Re: [DISCUSS] CASSANDRA-16767, CASSANDRA-16768, and CASSANDRA-16769 for 3.11.x

2021-08-10 Thread bened...@apache.org
Hi Scott,

I wonder if it’s possible that too few people who saw your email consider 
themselves sufficiently involved in this part of the codebase.  People tend to 
keep quiet about stuff they don’t participate in deeply, which is why I haven’t 
responded – and I wonder if this might explain the tumbleweed.
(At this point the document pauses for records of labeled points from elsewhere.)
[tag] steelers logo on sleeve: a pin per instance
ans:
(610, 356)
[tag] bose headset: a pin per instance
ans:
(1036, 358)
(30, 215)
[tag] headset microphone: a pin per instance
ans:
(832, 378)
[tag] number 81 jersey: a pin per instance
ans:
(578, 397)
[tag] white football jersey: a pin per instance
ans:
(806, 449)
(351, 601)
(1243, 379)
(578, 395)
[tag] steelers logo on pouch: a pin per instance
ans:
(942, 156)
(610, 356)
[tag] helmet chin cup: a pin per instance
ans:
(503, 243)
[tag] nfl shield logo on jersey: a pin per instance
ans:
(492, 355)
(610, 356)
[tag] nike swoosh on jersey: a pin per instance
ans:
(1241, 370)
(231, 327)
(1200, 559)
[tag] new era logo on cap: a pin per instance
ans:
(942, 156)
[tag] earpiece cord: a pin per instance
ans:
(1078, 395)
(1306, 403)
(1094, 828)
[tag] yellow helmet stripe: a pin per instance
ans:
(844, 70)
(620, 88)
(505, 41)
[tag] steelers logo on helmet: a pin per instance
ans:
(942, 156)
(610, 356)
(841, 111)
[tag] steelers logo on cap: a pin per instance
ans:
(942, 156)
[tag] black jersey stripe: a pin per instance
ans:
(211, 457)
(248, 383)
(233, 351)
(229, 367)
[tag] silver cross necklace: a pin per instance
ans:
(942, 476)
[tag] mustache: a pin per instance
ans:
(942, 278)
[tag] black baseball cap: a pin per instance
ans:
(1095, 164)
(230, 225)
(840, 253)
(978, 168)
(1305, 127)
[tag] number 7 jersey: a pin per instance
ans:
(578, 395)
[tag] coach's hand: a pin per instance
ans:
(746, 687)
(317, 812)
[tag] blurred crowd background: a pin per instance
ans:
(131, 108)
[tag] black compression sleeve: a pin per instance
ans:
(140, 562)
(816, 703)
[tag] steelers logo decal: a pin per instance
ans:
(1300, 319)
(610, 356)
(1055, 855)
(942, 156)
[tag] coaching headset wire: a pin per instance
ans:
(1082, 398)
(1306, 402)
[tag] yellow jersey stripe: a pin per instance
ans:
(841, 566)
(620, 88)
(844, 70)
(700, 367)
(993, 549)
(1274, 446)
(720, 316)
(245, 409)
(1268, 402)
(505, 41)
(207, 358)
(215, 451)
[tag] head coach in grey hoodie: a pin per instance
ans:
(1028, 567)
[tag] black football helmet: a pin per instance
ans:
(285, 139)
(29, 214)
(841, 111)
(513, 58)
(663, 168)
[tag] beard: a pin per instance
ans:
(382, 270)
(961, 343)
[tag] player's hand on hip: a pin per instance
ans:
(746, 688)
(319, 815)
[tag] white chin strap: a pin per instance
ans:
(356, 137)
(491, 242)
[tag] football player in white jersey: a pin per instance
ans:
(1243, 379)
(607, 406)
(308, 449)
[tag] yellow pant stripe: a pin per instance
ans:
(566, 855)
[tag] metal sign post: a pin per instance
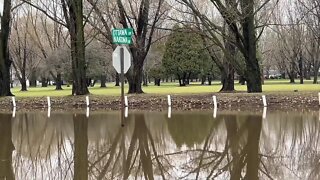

I wonder how we 
might generally track if areas of the codebase are adequately covered by active 
contributors.

To answer your question, I don’t personally believe it is problematic to add 
additional features to command line tools in a patch version – they’re not 
scary systems where new features introduce much risk of high impact bugs. 
Others have stricter interpretations of the rules, but if they haven’t spoken 
up yet I’d say you’re clear to post some patches – but you might want to first 
make sure there’s somebody able and willing to review them.


From: Scott Carey 
Date: Monday, 9 August 2021 at 20:12
To: dev@cassandra.apache.org 
Subject: Re: [DISCUSS] CASSANDRA-16767, CASSANDRA-16768, and CASSANDRA-16769 
for 3.11.x
Thank you Brandon, for answering my questions on slack, and providing early
feedback on these ideas more than a month before I created the patches and
replying here.

Does anyone else have any comments or opinions?  Can a decision be reached
one way or another?  It is my understanding that we'll need more than one
+1 to move forward here.

I understand that the 4.0 release was a busy time, and that many probably
saw this, thought about replying, but got too busy and never did.
However, in light of the recent discussions around attracting new
contributors, I would like to highlight that being left in limbo with no
resolution is worse than being told "no", especially for new contributors.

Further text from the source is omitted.